Vietnam needs to have a more flexible monetary policy to prevent negative impacts on banks and enterprises during the second half of the year, experts said.
According to the National Assembly Committee for Economic Affairs, credit growth should be maintained at a reasonable level through the year end. Across-the-board lending restrictions are not advisable, the committee said.
Ha Van Hien, chairman of the committee, said in at a meeting in Hanoi Thursday that many companies had faced more difficulties this year due to limited credit access and high borrowing costs. He said a number of companies even had to halt operations or shut down completely.
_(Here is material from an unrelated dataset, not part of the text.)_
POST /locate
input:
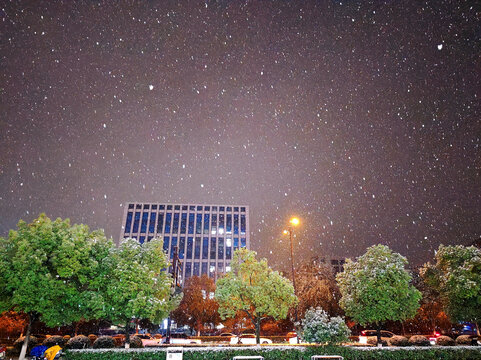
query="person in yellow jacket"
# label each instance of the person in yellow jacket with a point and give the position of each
(50, 353)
There was an estimate that around 30 percent of companies have gone bankrupt, Hien said, without saying where the statistics came from.
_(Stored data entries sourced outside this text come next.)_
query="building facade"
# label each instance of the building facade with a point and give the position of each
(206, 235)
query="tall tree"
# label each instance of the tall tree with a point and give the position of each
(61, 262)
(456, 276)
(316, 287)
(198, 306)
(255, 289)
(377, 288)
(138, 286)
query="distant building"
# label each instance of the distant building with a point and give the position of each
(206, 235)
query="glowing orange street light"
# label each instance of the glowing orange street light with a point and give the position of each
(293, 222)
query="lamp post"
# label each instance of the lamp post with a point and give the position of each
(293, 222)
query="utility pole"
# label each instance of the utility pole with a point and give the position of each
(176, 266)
Other members of the committee suggested credit growth be at 23 percent, instead of the current target of 20 percent set by the government.
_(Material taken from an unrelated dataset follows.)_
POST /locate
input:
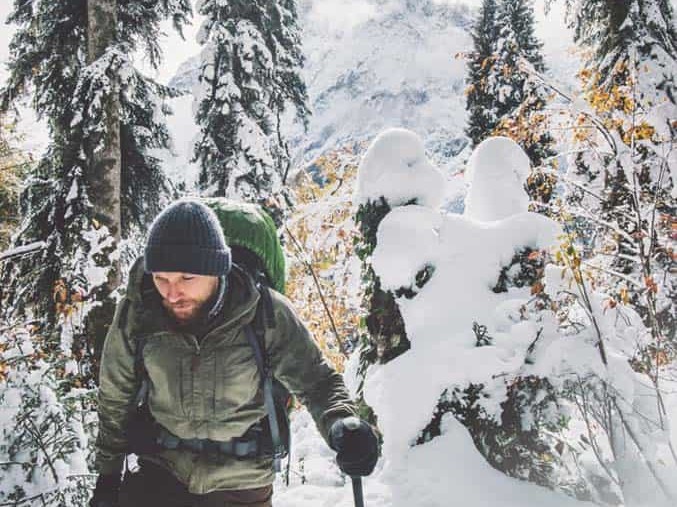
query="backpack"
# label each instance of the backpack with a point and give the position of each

The Committee for Economic Affairs also expressed concerns over soaring inflation, which has far exceeded the original full-year target of 7 percent. It said high consumer prices are hurting many people, especially the three million poor households and 1.6 million others living on the verge of poverty.
Inflation almost hit 21 percent in June. Minister of Investment and Planning Vo Hong Phuc said Thursday that the government has raised the inflation target to 17 percent.
"Even this target requires efforts because it would be good enough to end the year with an inflation rate in the 17-18 range," he said.